Title: The Very Hard Book
Author: Idan Ben-Barak and Philip Bunting
Genre: Non-Fiction
Publisher: Allen and Unwin
Published: 30th August 2022
Format: Hardcover
Pages: 32
Price: $24.99
Synopsis: A very silly book that will seriously get kids thinking from the award-winning and internationally bestselling author of Do Not Lick This Book and the award-winning and bestselling creator of Give Me Some Space.
Can you …
Forget this line?
Dig half a hole?
This book asks you to imagine and think about some things. That sounds easy, right? Anyone can think stuff. You don’t even need to be standing up. We shall see. Good luck.
Metacognition is the act of thinking about thinking and forms the basis of all critical thought. It is also a concept that comes easily to children whose inquisitive nature makes them a natural at engaging in abstract questions and open-ended thinking. The Very Hard Book starts that ‘thinking’ journey and has a great deal of fun in the process.
~*~
Over the past few months, many kids books, aimed at all ages, have been dealing with some of the themes and issues around mental health and anxiety. Whether it is something the characters go through or help someone else with, or books that address the issues and take readers through ways to cope, it is a theme that I find keeps coming up in various ways. The Very Hard Book by Idan Ben-Barak, and illustrated by Philip Bunting, is one of the latest in this sort of book. Yet instead of addressing the issue of anxiety head-on, it takes a different approach. Using a variety of statements and colour-blocked images in bright colours, the book asks you to imagine things – to slow down and think. Some of the questions might invite interactivity as you read the book with other people, with little ones who are constantly asking why – and this book can help them answer that question, whilst also building on their imagination and ability to create with their mind, their words, and the world around them, rather than relying on technology all the time.

The book promotes the act of inquisitive thinking – and allows readers of all ages, even if this book is aimed at four- to ten-year-olds, to allow themselves to think this way, to think like a child, and to filter out the invasive thoughts that can prevent us from being creative and inquisitive. It is the kind of book that, through silly and impossible tasks that I have no doubt some readers will absolutely try and have a ball doing it, prompts us to think about what we can do, what is achievable, and how we can do it.

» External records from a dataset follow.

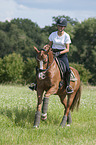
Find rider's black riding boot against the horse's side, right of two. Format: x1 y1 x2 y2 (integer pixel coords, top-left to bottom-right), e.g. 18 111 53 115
65 72 73 94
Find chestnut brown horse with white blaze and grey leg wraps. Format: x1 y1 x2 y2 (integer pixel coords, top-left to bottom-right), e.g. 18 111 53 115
34 45 81 127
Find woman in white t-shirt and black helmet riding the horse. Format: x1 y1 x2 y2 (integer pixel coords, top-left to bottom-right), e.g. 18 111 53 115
29 18 73 94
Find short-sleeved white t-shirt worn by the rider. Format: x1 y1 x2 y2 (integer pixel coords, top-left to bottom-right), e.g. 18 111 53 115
49 31 71 49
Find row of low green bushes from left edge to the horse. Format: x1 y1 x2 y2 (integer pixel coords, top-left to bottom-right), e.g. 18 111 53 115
0 53 36 84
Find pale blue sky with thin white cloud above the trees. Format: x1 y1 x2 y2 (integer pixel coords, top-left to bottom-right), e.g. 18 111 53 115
0 0 96 28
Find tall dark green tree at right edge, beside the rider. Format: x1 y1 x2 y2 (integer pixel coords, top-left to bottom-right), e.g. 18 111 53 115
73 18 96 83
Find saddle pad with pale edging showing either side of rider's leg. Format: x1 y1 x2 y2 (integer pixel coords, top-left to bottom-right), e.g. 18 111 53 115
55 57 77 82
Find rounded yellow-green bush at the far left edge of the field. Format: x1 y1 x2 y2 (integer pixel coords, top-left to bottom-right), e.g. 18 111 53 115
0 53 24 83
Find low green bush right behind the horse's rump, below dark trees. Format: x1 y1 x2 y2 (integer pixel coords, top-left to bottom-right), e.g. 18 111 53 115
70 63 92 83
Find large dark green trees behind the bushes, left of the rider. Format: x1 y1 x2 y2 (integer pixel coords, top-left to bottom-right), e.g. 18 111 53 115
0 18 48 60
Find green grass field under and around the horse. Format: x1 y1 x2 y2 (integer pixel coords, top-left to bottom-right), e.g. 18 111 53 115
0 85 96 145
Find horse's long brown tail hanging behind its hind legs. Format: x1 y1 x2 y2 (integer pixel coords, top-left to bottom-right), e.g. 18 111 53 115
70 84 81 111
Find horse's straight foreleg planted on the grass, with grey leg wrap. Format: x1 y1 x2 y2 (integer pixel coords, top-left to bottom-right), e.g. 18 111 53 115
33 93 43 128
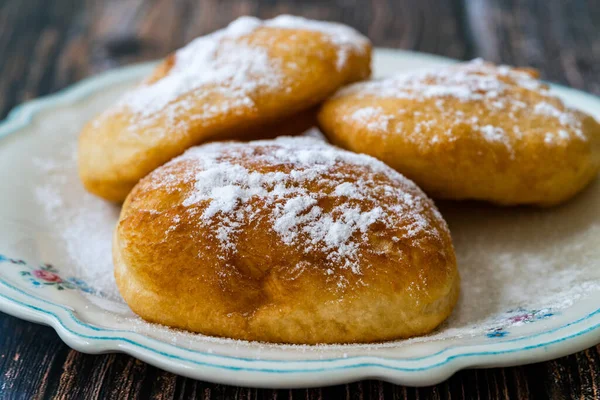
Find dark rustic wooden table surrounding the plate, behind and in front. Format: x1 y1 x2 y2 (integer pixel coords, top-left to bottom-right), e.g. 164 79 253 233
0 0 600 399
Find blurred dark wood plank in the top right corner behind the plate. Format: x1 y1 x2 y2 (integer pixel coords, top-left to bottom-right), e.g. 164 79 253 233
465 0 600 93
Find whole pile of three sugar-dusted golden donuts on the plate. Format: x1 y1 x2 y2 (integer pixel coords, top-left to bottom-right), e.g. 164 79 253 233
78 16 600 344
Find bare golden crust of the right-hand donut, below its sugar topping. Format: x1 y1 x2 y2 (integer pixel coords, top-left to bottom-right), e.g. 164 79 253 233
318 63 600 206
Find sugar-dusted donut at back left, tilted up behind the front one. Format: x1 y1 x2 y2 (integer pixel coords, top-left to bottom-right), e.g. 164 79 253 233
78 15 371 202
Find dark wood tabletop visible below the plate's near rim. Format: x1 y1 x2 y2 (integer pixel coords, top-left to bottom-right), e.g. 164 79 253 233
0 315 600 400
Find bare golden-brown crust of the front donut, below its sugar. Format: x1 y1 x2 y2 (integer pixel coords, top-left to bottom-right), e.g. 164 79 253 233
113 141 459 344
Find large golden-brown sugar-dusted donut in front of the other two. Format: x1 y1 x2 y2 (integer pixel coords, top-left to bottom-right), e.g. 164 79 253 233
113 137 459 344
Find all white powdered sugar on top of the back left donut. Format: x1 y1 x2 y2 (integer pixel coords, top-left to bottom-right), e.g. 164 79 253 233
119 15 368 124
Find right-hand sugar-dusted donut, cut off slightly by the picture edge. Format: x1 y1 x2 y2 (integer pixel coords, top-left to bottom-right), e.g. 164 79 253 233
318 60 600 206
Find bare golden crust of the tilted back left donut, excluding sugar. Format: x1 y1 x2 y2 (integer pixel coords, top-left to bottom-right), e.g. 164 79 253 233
79 27 371 201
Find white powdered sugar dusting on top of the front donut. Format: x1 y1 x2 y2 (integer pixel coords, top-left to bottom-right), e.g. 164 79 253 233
150 137 441 274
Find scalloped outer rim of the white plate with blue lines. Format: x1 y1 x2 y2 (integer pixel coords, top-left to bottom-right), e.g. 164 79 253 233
0 49 600 387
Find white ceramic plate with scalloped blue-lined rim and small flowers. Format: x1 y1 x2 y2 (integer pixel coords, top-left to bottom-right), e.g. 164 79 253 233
0 50 600 388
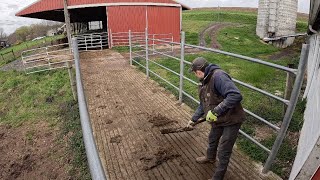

Even though this book is aimed at younger readers, given the state of the world at the moment and over the past few years, I think it is a book that everyone can benefit from, to help them slow down a little. It allows us to imagine a bit of silliness – something we all need from time to time, and I think that this powerful and amusing book will start something fun, a revolution of fun for all, regardless of age, whoever you are. To find the fun in what you like, and what you want to do – and to find our way back to our inquisitive selves.